遺跡内部は薄暗く、湿った空気で満たされていた。石畳の上には苔が生えており、足元が滑りやすかった。イシェは慎重に足を踏み出しながら、周囲を警戒していた。
「おい、イシェ、こっち見てみろ!」ラーンの声が、奥の方から聞こえた。
彼女は急いでラーンの元へ駆け寄り、彼の指さす方向を見た。そこには、大きな石棺が置かれていた。
「わっ、これは…!」ラーンは目を輝かせながら、石棺に近づこうとした。しかし、イシェは彼を制止した。
「待ちなさい、ラーン!あの棺には何か仕掛けがあるかもしれない。」
「そんなこと気にすんな!」ラーンはイシェの言葉に耳を貸さず、石棺に手を伸ばそうとしたその時、石棺の上から大量の砂が崩れ落ち、ラーンの顔面を直撃した。

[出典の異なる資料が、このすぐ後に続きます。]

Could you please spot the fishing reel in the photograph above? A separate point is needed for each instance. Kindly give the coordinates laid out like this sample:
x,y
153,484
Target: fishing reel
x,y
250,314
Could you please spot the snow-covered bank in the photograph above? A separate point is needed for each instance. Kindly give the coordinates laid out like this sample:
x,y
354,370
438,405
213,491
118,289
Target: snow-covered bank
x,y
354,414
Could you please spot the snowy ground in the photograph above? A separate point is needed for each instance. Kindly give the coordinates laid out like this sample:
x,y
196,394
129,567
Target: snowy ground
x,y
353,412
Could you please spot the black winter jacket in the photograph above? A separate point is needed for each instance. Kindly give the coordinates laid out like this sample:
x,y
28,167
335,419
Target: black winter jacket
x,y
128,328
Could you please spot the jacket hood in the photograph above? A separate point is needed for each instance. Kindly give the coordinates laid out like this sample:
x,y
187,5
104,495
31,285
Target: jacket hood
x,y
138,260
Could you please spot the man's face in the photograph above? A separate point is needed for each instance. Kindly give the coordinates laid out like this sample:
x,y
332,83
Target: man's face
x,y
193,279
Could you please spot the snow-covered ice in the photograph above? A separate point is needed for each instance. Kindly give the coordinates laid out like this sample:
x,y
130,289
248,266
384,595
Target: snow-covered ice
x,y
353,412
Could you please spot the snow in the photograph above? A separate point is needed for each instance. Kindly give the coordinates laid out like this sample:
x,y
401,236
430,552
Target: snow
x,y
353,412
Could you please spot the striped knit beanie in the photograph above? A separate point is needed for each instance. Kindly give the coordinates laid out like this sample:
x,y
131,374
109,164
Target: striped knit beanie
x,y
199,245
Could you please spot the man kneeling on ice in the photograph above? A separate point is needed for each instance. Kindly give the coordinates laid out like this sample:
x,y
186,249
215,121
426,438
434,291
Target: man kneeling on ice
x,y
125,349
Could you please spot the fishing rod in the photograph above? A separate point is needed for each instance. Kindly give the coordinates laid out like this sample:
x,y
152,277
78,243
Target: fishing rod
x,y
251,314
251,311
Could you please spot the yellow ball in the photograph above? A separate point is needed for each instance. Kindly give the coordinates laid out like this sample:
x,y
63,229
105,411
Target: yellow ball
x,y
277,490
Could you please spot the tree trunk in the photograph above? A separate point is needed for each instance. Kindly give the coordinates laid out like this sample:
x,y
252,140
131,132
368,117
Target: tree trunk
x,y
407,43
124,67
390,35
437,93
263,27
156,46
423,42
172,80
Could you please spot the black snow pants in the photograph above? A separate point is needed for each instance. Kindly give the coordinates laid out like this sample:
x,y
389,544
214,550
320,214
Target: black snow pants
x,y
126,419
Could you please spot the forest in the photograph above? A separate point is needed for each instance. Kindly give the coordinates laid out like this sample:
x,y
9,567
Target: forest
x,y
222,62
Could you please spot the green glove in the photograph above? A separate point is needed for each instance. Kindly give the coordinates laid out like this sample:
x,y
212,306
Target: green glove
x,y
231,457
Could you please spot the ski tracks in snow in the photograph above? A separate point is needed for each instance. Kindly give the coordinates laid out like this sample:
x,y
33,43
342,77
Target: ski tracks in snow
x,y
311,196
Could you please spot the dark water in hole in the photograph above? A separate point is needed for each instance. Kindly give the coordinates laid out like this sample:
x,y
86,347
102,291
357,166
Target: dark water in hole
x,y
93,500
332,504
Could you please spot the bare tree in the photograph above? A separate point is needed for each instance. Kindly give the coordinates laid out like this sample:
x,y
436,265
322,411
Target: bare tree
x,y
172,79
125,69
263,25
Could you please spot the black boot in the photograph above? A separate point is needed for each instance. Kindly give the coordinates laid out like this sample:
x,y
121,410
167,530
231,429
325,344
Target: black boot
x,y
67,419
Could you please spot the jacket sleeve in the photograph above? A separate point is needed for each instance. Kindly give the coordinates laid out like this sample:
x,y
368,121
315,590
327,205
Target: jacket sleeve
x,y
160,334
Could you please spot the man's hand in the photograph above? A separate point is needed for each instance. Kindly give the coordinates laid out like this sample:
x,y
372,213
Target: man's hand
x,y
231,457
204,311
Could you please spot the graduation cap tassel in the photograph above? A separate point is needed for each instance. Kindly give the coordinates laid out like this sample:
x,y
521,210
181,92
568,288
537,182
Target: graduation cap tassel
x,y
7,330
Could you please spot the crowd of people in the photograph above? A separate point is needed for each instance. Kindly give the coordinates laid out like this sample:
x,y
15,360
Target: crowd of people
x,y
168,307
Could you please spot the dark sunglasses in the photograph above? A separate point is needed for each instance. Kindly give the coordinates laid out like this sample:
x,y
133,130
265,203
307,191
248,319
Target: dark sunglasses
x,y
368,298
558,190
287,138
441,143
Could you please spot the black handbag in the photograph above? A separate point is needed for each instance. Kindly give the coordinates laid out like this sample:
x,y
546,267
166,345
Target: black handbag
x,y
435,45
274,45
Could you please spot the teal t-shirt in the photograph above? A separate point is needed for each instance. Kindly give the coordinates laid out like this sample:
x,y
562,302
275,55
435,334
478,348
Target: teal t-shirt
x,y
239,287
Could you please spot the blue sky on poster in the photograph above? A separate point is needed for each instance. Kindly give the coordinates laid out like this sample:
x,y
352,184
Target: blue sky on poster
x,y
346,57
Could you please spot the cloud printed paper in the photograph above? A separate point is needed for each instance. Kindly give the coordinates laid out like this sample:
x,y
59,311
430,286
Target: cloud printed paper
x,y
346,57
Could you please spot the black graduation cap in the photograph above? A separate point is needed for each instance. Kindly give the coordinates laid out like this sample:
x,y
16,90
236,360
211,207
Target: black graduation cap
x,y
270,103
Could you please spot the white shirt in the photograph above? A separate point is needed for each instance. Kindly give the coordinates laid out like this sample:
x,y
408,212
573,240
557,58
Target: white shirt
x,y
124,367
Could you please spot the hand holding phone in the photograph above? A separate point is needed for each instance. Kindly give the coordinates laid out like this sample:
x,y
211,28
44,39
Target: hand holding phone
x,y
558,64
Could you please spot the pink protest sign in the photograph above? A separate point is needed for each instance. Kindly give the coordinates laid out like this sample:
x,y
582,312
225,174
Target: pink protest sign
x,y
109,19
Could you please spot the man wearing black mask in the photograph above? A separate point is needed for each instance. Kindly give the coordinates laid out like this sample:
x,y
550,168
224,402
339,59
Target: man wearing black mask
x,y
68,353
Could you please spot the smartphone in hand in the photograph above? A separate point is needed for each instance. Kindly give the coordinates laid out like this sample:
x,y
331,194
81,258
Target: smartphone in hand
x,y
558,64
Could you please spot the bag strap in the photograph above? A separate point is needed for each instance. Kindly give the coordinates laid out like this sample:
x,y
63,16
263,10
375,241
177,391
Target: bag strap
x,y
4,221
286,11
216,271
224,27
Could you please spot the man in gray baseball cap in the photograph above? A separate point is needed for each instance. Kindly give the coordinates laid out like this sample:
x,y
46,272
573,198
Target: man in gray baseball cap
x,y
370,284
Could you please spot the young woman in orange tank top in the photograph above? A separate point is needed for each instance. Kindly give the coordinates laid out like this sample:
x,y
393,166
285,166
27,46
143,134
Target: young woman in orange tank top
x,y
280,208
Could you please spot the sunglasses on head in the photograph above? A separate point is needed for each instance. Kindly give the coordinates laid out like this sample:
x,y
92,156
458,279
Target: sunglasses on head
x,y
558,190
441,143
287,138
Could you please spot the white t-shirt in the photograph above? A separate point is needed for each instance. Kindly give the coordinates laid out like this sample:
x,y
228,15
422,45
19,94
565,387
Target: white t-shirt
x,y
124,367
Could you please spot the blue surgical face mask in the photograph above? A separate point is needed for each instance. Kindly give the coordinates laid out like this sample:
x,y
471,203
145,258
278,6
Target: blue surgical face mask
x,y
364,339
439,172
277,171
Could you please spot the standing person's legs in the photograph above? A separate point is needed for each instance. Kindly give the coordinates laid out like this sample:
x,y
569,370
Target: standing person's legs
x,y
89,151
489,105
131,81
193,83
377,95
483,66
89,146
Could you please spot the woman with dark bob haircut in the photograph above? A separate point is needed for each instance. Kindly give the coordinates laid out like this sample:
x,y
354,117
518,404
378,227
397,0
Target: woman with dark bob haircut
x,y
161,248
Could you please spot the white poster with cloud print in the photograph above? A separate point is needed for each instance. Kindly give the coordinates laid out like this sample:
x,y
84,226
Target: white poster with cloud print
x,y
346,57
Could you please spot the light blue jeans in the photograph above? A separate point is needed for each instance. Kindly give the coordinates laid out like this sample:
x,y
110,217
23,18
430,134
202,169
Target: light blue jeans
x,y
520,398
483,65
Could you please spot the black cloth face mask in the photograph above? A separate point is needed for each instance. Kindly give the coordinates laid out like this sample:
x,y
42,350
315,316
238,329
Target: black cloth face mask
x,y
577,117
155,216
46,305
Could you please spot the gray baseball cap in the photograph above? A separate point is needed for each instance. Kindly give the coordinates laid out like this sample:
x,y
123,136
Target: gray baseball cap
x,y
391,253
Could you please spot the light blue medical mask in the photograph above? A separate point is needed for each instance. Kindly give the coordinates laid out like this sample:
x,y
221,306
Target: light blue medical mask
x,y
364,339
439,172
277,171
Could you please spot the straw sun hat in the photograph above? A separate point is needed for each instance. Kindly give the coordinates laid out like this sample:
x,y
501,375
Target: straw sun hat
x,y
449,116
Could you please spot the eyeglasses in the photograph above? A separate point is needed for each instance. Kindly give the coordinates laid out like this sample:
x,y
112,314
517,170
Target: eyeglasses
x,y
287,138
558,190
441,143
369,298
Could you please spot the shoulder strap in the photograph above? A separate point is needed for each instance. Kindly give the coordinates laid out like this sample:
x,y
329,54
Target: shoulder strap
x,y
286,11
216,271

ラーンは悲鳴を上げながら後ずさりし、地面に倒れ込んだ。イシェは慌てて彼のもとへ駆け寄り、彼の顔を覗き込んだ。
「ラーン、大丈夫?」
ラーンの顔には、砂まみれの傷がいくつもついていた。しかし、彼は苦笑いしながら言った。「ああ、大丈夫だ。ただの砂だ…」
その時、イシェは石棺の近くで何か光るものを見つけた。それは、小さな金貨だった。イシェはそれを拾い上げると、ラーンに手渡した。
「よかったら、これを使えば少しは治療費になるんじゃない?」
ラーンの表情が一瞬だけ曇った。彼は金貨を握りしめ、小さく呟いた。「…ああ、ありがとう、イシェ…」
イシェは、ラーンの背中に何か影を感じた気がした。それは、彼の無謀さの裏に隠された、深い孤独なのかもしれない。彼女はため息をつきながら、彼と一緒に遺跡から出ていくことにした。
夕暮れの街を歩く二人の後ろ姿は、どこか寂しげに見えた。